The captive enclosure for most scorpion species is a standard ten gallon enclosure. Rather than a regular enclosure you can also use a “breeder” enclosure which is not as tall and has the same amount of floor space. However, these make potential escapes more likely. Although I have never had an escape, I have heard of escapes. Again this is probably due to the fact that I use a regular ten gallon enclosure which I mentioned previously versus the “breeder” size.
The Arizona Desert Hairy Scorpion Hadrurus arizonensis environment in the wild is obviously a desert type of habitat which entails dry sandy loam soil. They are known to burrow in this soil extensively. To replicate this environment I use my personal standard of washed play sand at a depth of 3-4 ½”. In the sand I bury two toilet paper rolls on either side of the enclosure so that they are at a 45 degree angle with the mouth of the rolls just breaking the surface of the sand which acts as a pre-dug burrow.

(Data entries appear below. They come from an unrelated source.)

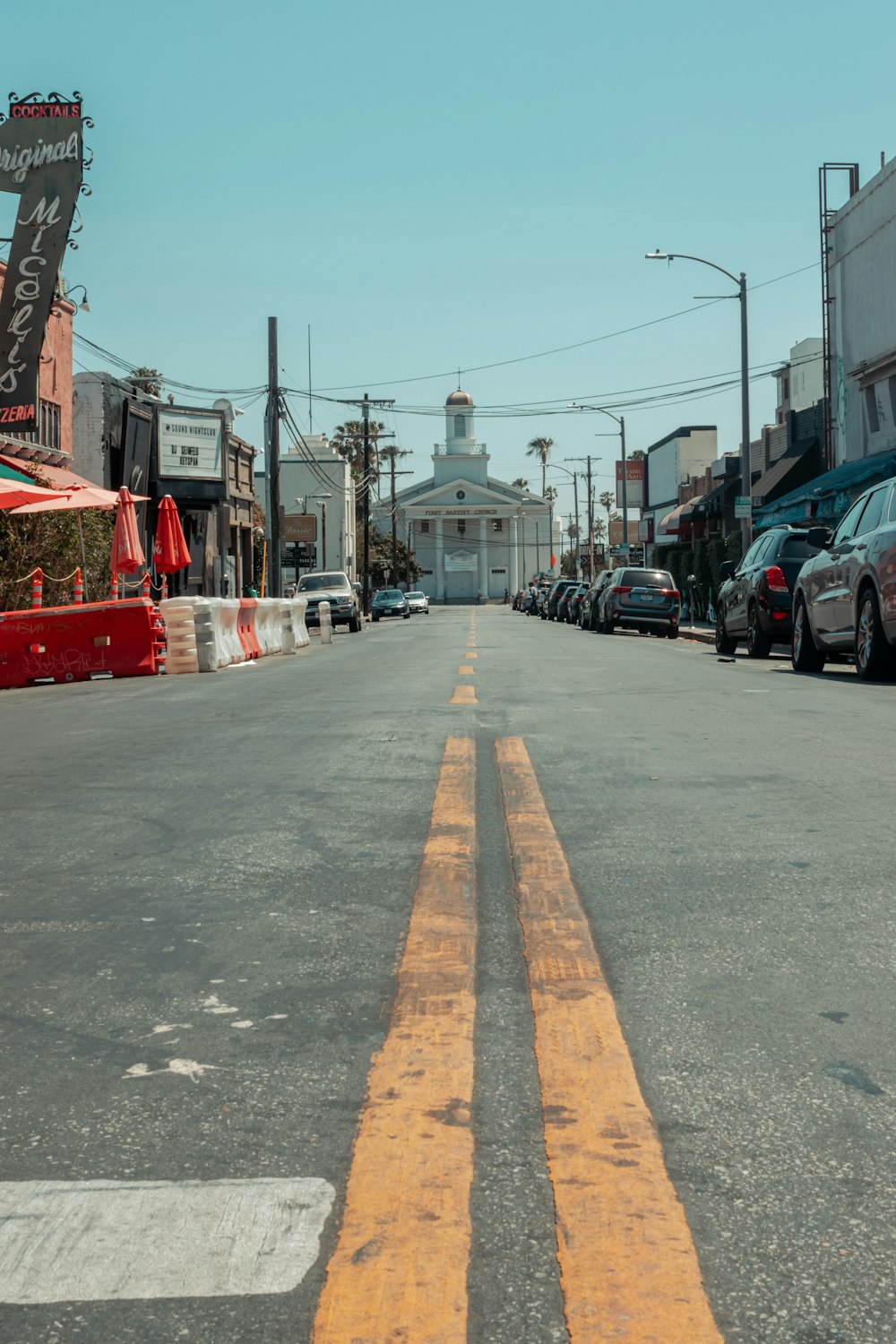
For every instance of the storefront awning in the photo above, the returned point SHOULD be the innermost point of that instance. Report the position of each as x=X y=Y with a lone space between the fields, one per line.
x=828 y=496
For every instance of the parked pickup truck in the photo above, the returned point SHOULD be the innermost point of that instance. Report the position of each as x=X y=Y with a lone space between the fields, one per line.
x=335 y=588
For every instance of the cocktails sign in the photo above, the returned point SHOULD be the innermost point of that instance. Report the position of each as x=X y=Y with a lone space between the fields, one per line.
x=40 y=161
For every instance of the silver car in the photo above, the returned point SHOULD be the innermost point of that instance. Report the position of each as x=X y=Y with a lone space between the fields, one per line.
x=845 y=597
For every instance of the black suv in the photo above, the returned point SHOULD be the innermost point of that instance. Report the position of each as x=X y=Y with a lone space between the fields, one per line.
x=755 y=599
x=560 y=586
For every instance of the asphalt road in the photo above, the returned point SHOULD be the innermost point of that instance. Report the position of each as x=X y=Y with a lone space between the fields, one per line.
x=207 y=906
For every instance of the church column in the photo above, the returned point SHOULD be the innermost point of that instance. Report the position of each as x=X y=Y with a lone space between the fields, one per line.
x=440 y=564
x=513 y=556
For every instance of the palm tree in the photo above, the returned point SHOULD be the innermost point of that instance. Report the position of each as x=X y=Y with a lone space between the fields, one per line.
x=349 y=441
x=540 y=448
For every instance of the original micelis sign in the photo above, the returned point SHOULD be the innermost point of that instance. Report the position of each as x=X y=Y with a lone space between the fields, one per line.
x=40 y=161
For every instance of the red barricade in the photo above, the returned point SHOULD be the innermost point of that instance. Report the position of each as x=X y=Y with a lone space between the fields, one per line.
x=73 y=642
x=246 y=628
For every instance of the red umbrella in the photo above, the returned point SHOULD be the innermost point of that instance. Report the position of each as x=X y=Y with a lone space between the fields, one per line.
x=171 y=551
x=13 y=494
x=126 y=551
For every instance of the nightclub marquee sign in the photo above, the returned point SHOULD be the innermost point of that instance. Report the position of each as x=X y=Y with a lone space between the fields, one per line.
x=42 y=163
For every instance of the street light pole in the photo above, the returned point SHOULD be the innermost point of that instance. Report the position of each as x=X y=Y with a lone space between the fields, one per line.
x=740 y=281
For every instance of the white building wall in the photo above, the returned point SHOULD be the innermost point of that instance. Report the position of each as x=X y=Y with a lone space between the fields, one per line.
x=864 y=320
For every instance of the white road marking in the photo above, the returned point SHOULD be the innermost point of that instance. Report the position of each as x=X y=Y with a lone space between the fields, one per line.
x=185 y=1067
x=94 y=1241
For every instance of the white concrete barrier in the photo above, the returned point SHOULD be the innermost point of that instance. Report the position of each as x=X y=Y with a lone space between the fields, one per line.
x=180 y=634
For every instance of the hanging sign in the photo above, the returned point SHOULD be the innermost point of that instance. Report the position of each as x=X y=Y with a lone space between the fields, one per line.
x=42 y=163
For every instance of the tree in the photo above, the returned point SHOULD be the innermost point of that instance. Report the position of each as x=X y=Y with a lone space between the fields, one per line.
x=349 y=441
x=147 y=381
x=540 y=448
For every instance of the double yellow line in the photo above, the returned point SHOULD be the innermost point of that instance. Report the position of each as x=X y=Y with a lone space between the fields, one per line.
x=627 y=1263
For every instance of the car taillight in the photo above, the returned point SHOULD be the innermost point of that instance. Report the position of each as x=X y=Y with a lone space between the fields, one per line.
x=775 y=581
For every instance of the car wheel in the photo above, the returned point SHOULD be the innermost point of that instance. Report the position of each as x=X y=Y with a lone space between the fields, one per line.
x=804 y=655
x=758 y=642
x=724 y=644
x=872 y=650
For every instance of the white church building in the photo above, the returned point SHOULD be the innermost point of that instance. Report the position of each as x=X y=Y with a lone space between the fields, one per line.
x=474 y=538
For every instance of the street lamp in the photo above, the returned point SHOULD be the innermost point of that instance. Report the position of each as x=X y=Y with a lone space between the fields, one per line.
x=745 y=484
x=555 y=467
x=323 y=497
x=621 y=422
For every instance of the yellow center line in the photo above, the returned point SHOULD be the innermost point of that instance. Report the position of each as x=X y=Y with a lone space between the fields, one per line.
x=400 y=1269
x=627 y=1263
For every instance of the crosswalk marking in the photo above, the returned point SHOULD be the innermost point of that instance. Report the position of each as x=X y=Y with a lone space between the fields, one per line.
x=400 y=1269
x=627 y=1263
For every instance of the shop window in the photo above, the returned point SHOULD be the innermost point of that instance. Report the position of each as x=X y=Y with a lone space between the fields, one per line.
x=871 y=410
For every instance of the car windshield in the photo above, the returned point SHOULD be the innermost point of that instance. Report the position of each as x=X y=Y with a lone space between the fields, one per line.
x=314 y=582
x=648 y=578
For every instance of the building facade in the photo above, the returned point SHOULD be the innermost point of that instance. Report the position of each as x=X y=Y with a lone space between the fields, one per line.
x=474 y=538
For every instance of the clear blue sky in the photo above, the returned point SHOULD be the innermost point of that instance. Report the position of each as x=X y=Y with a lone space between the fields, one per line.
x=440 y=187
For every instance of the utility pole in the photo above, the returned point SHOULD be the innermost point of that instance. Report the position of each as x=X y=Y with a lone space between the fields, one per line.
x=271 y=459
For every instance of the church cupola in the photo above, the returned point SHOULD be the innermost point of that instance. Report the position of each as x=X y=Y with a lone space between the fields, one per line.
x=458 y=424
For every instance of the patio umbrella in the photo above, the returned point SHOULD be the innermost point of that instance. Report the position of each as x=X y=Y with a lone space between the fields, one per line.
x=78 y=497
x=13 y=494
x=126 y=551
x=171 y=551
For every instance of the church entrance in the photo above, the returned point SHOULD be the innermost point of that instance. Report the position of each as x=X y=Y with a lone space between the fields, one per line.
x=460 y=586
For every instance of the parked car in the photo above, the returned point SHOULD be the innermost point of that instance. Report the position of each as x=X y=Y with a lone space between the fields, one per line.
x=845 y=596
x=335 y=588
x=556 y=591
x=756 y=596
x=568 y=604
x=390 y=602
x=640 y=599
x=589 y=607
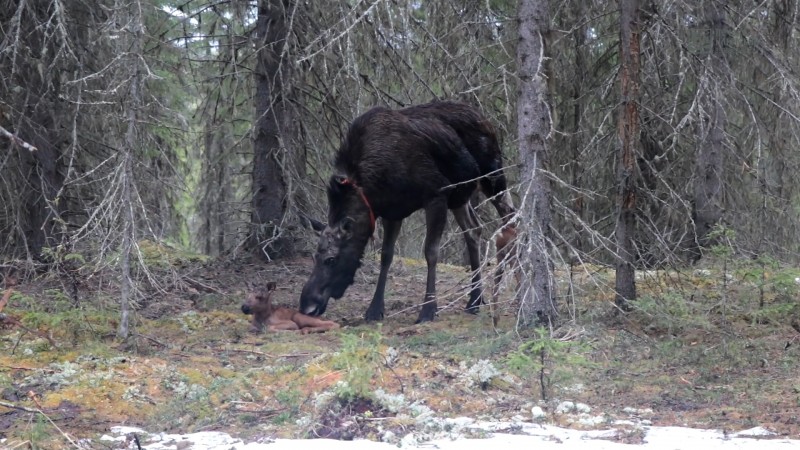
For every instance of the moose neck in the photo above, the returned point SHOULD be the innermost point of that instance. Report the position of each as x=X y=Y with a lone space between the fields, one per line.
x=368 y=206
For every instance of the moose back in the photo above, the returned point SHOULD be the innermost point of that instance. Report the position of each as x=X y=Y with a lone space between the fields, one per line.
x=392 y=163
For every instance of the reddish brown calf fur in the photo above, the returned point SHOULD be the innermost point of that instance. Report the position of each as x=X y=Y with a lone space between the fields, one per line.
x=278 y=318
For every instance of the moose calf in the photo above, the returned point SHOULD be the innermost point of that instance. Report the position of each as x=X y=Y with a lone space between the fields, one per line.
x=277 y=318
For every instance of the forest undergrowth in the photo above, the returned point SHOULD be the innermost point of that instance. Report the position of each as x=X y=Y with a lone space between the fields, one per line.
x=716 y=346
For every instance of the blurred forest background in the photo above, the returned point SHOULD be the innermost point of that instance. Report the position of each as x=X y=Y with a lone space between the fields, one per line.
x=209 y=126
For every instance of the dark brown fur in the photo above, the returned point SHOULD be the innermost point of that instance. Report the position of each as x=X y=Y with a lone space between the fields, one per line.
x=278 y=318
x=394 y=162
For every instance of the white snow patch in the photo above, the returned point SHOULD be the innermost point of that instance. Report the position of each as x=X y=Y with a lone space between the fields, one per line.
x=527 y=435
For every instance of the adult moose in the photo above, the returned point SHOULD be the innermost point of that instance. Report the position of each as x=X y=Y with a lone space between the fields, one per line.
x=390 y=164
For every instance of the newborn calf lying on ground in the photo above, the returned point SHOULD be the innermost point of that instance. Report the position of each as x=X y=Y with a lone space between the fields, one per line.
x=277 y=318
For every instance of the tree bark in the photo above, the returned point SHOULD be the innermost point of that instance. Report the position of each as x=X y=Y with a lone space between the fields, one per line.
x=626 y=162
x=538 y=288
x=709 y=157
x=269 y=235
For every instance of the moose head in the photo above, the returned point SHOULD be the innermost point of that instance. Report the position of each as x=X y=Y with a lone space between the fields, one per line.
x=341 y=245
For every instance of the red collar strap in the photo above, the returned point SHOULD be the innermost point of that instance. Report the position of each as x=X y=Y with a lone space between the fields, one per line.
x=348 y=181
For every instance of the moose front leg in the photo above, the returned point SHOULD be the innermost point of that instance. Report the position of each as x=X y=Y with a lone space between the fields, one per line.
x=391 y=229
x=435 y=221
x=472 y=234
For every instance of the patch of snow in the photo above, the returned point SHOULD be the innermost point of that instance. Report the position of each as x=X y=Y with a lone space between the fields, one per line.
x=527 y=435
x=565 y=407
x=755 y=432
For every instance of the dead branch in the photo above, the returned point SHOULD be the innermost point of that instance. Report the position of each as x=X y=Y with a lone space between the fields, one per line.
x=256 y=352
x=13 y=138
x=198 y=285
x=16 y=323
x=6 y=296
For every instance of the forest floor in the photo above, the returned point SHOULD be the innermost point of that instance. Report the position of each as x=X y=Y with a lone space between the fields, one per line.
x=706 y=348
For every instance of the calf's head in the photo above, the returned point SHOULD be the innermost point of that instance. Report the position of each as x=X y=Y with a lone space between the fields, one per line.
x=259 y=304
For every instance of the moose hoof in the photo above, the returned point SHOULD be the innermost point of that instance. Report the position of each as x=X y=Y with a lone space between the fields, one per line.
x=373 y=316
x=423 y=319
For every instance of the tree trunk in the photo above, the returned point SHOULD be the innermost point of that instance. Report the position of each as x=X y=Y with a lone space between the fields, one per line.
x=269 y=235
x=538 y=289
x=626 y=161
x=708 y=165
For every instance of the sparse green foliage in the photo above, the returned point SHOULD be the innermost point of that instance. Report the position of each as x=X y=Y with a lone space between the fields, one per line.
x=359 y=359
x=548 y=360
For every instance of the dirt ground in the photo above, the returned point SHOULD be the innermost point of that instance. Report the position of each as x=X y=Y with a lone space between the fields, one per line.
x=192 y=364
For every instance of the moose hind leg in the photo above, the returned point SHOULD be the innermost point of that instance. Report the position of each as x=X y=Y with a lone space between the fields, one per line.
x=391 y=229
x=435 y=221
x=469 y=225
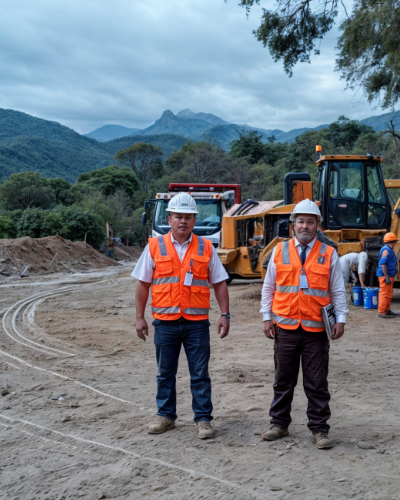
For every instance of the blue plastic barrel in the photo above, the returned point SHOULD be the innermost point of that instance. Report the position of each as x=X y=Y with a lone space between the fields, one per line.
x=357 y=296
x=371 y=298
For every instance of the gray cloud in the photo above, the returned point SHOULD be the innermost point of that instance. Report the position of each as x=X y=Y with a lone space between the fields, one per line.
x=86 y=64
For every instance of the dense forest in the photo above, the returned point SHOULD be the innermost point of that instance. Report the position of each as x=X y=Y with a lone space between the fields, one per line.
x=36 y=205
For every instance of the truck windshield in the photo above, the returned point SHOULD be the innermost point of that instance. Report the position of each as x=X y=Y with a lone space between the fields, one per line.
x=356 y=194
x=208 y=220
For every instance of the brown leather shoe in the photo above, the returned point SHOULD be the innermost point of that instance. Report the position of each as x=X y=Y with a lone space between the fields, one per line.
x=205 y=429
x=161 y=424
x=322 y=441
x=275 y=432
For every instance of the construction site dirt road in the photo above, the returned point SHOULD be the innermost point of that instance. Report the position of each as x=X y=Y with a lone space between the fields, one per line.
x=78 y=390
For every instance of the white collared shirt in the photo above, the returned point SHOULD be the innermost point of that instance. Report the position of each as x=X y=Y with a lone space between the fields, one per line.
x=360 y=260
x=144 y=269
x=337 y=291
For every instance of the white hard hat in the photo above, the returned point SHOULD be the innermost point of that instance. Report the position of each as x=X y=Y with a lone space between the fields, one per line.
x=306 y=207
x=182 y=203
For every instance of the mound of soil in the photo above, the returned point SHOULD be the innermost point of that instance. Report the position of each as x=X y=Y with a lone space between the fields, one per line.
x=50 y=254
x=122 y=252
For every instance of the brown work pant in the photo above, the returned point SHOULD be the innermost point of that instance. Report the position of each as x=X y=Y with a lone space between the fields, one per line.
x=385 y=295
x=312 y=349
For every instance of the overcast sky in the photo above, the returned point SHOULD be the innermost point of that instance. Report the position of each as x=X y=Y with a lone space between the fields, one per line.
x=95 y=62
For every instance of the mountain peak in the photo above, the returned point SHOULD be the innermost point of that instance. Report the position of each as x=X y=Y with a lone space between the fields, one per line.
x=186 y=113
x=168 y=114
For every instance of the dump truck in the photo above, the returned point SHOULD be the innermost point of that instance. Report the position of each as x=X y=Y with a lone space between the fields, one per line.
x=213 y=200
x=353 y=199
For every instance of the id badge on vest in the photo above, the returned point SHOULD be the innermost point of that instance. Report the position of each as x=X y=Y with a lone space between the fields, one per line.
x=303 y=279
x=188 y=278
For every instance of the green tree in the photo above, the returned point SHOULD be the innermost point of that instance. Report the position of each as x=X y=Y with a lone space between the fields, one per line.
x=110 y=179
x=344 y=132
x=30 y=224
x=369 y=52
x=63 y=192
x=26 y=190
x=249 y=146
x=140 y=157
x=8 y=228
x=78 y=224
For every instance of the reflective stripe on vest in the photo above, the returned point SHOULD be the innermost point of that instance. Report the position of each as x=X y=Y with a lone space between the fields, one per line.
x=161 y=281
x=195 y=310
x=306 y=291
x=161 y=244
x=312 y=324
x=170 y=298
x=294 y=306
x=315 y=292
x=199 y=282
x=285 y=252
x=166 y=310
x=200 y=247
x=288 y=289
x=285 y=321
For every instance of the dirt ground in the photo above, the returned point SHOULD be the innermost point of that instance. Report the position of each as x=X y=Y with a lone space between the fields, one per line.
x=79 y=391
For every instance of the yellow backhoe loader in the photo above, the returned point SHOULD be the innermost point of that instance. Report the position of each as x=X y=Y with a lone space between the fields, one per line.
x=355 y=202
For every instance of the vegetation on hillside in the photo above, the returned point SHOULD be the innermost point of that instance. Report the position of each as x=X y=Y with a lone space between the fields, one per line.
x=31 y=204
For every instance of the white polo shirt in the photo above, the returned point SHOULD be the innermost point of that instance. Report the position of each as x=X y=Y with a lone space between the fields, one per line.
x=337 y=292
x=144 y=269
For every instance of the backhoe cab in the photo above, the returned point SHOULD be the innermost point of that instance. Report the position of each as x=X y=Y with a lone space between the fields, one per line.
x=352 y=198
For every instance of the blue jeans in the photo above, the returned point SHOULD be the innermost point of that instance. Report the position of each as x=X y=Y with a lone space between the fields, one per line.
x=195 y=337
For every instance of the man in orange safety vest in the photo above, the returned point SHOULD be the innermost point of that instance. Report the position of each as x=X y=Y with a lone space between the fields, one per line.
x=178 y=266
x=303 y=276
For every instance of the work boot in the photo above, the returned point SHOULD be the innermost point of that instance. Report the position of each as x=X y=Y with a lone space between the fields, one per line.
x=205 y=429
x=389 y=314
x=322 y=441
x=275 y=432
x=161 y=424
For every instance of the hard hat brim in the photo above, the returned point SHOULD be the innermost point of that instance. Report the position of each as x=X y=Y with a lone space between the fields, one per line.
x=182 y=211
x=293 y=216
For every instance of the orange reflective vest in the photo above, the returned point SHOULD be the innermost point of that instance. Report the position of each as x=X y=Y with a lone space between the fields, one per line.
x=292 y=304
x=171 y=299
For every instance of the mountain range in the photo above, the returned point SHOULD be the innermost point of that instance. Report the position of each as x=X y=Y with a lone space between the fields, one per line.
x=30 y=143
x=209 y=127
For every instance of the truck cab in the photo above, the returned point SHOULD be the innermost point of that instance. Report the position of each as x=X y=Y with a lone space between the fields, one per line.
x=213 y=200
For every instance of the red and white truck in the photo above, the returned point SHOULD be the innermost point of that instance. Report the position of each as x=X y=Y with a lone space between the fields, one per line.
x=212 y=200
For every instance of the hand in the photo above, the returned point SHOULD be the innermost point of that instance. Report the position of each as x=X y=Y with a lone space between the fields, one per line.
x=142 y=329
x=338 y=331
x=223 y=324
x=269 y=329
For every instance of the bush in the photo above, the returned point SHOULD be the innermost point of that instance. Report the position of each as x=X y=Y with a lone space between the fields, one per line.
x=72 y=223
x=8 y=228
x=78 y=223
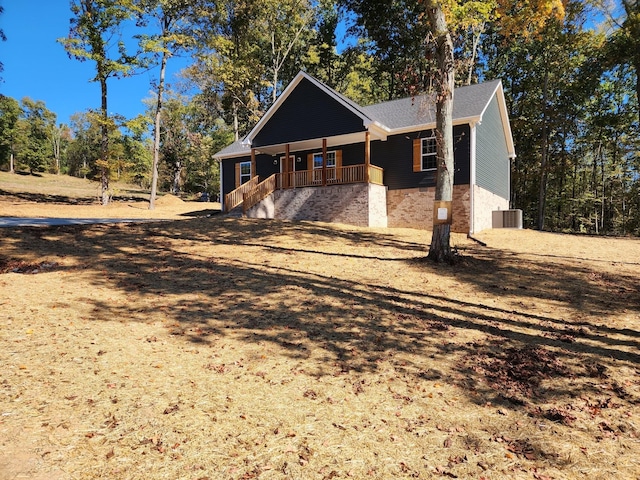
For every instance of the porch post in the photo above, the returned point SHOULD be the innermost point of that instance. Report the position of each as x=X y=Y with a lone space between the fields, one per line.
x=286 y=165
x=253 y=162
x=367 y=155
x=324 y=162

Presumably you can use PVC pipe as well, I am not sure this would work as the pipe is smooth and the scorpion may not be able to climb back out. You may be able to apply some aquarium silicone to the interior of the pipe and then pour some sand through it, allow it to dry, and then place this inside. This would give the scorpion something to grip. I haven’t tried this yet with scorpions but I know it works for other species.